Why were things this way? I managed to come up with several explanations. For one, the downward pressure on China’s economy is still striking, hence the gloomy prospects for job opportunities. According to Zhilian, the country’s online recruitment portal, as of mid-April, when most recruiting wrapped up, only 46.7% of graduates seeking jobs secured an offer, compared to 62.8% in the same period of 2021. About 15.4% signed a contract, down 2.9 percentage points from last year.

The declining job market is also amplified on the internet, as opinion leaders have fixated on the “15.4%” as if it was the employment rate. “Out of school means out of work” has become a catchphrase.

There is also the education system in China, which trains us to be workaholics. A gauntlet of grueling tests since childhood — gaokao, yes, but also our high school and middle school entrance exams, not to mention our version of the GRE and a slew of prep tests — have made us accustomed to elimination through competition. The standards are straightforward. Since you are not smart enough, work longer. As one idiom goes, “A slow sparrow should make an early start.” After you work long enough, work more. “Those who are better than you work harder. How can you not?”

Then there are the fresh memories of the suffering of past generations. For me, it was about my grandparents eating leaves and branches during the Great Famine, and my parents undergoing mass layoffs when state enterprises went private as China moved from a planned economy to a market economy.

Around mid-May, with these revelations fresh in my mind, I made the decision that I would update the boss myself. I wrote him, “People overseas might find it hard to work on weekends. Could the three of us discuss it next week? But if it’s inconvenient, I can give you an update this weekend.”

My boss was furious. He sent us both a message: you can quit the assignment if you think I push you too hard.

I apologized. My colleague called the boss and then apologized to me, saying she’d quit the analysis. Turned out one could quit?

Scholars have examined workaholism across various countries and found that employees in China grade higher in workaholism than those in Western European countries, but are less work-engaged, as few enjoy the work.

True. The sight of the analysis upset me, but I carried on, doubts mounting. A senior colleague told me our situation could be explained by the famous Stanley Milgram experiment on obedience to authorities. Only those who obey the boss and handle excessive pressure are praised, and therefore remain in the workplace.

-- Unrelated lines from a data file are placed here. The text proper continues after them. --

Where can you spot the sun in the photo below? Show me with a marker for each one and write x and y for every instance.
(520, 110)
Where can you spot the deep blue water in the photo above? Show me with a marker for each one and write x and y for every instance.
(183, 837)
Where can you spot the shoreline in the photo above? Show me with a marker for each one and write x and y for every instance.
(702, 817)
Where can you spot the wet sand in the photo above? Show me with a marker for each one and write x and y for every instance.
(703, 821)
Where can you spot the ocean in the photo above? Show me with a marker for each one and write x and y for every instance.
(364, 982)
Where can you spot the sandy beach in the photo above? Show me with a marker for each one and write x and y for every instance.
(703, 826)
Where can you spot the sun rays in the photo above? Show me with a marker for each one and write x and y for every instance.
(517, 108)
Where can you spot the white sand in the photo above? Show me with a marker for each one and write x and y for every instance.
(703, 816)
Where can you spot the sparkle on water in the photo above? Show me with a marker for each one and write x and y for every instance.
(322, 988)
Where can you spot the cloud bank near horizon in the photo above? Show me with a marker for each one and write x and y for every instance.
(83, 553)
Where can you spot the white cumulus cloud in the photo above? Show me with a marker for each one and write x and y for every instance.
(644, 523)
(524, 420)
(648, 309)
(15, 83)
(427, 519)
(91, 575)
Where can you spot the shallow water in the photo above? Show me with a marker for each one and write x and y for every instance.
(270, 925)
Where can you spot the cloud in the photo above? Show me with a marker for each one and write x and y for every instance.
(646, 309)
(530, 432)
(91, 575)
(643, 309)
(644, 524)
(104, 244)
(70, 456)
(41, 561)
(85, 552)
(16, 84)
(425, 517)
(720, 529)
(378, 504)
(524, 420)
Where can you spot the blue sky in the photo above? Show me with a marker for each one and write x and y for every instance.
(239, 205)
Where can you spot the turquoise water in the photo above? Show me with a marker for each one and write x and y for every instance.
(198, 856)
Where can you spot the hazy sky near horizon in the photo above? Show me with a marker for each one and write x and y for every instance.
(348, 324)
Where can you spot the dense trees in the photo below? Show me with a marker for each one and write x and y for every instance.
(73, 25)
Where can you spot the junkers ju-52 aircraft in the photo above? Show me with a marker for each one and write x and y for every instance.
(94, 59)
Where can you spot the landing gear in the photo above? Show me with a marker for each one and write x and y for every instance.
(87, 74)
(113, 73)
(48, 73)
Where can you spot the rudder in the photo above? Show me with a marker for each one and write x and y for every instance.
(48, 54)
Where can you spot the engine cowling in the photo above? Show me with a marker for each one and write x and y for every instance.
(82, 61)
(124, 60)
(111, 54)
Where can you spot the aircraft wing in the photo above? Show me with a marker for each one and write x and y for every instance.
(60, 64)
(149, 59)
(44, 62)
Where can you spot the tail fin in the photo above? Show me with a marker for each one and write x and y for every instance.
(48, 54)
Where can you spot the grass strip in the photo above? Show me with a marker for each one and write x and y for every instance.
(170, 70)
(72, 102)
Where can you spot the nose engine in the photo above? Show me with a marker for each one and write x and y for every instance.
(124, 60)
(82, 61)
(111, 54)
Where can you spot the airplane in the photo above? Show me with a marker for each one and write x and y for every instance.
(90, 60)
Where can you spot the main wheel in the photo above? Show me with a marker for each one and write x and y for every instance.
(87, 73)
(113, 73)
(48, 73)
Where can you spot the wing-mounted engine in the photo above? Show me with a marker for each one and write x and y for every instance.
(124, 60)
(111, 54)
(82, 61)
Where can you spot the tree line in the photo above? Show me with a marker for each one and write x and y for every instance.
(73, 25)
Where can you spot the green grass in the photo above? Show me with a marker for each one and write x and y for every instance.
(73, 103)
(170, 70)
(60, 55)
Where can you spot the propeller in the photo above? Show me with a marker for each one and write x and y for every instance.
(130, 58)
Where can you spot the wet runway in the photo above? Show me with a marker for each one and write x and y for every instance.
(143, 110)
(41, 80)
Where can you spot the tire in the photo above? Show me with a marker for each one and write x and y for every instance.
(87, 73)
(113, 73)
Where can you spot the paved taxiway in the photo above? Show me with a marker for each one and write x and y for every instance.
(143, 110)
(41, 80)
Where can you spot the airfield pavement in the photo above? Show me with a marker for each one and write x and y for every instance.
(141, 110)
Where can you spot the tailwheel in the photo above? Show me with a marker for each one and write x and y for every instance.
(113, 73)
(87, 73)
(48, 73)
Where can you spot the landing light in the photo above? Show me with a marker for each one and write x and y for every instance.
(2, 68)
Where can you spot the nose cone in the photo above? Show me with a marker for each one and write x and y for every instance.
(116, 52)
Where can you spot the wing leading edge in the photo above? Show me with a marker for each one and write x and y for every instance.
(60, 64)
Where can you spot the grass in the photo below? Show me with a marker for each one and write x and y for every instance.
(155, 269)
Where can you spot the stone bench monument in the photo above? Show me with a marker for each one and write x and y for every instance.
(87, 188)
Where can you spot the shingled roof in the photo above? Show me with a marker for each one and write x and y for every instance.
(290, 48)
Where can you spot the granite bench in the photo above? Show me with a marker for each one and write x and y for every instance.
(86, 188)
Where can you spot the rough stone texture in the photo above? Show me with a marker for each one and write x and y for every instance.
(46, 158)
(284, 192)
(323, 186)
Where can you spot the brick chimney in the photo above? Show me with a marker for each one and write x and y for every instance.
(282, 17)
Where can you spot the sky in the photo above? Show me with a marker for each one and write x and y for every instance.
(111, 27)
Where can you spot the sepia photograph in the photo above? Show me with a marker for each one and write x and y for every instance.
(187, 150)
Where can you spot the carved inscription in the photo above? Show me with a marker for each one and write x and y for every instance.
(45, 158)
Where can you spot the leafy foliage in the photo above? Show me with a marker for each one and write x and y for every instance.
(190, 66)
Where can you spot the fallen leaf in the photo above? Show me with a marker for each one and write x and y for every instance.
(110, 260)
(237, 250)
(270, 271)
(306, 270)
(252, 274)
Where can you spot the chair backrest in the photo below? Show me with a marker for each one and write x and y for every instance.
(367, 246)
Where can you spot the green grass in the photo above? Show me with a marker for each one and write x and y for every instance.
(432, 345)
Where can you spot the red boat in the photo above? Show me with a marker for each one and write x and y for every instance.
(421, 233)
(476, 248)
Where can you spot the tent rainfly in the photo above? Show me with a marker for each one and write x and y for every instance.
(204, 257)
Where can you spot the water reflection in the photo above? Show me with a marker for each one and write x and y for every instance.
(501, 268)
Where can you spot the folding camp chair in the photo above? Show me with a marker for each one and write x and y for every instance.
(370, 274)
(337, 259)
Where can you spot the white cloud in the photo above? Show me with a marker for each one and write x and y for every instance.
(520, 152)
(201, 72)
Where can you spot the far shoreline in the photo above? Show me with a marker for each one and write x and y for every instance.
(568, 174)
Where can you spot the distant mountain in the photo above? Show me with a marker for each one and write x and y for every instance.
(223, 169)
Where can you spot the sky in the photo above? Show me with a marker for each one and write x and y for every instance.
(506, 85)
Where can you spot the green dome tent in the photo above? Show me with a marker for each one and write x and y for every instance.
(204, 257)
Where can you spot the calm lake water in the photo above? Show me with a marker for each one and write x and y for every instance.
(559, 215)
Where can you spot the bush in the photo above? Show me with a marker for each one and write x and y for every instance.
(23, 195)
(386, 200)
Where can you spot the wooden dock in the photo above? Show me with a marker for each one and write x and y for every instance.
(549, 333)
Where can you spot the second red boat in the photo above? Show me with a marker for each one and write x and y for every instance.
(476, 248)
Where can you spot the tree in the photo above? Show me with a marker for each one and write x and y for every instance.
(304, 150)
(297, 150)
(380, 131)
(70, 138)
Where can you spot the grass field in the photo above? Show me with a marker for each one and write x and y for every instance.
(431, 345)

Soon a new intern came to tell me eagerly that the boss praised her because she was still working at 11 p.m.

In my research of brands going overseas, I thought about the localization of language, products, channels, etc., but not much about work ethics, until TikTok’s Chinese owners touted its aggressive corporate ethos to a country that championed a four-day week. As early as 2018, venture capitalist Mike Moritz wrote, “Silicon Valley would be wise to follow China’s lead.”

But what TikTok got was a staff exodus, and Moritz received not a few counterarguments on Quora. I wonder, since more Chinese brands are looking to expand overseas, and “culture clashes” will continue, wouldn’t it be wise for Chinese internet giants to learn more about work habits abroad, and adjust accordingly?

After being torn for a month, I resigned from my firm. A week later, my former New York colleague left as well.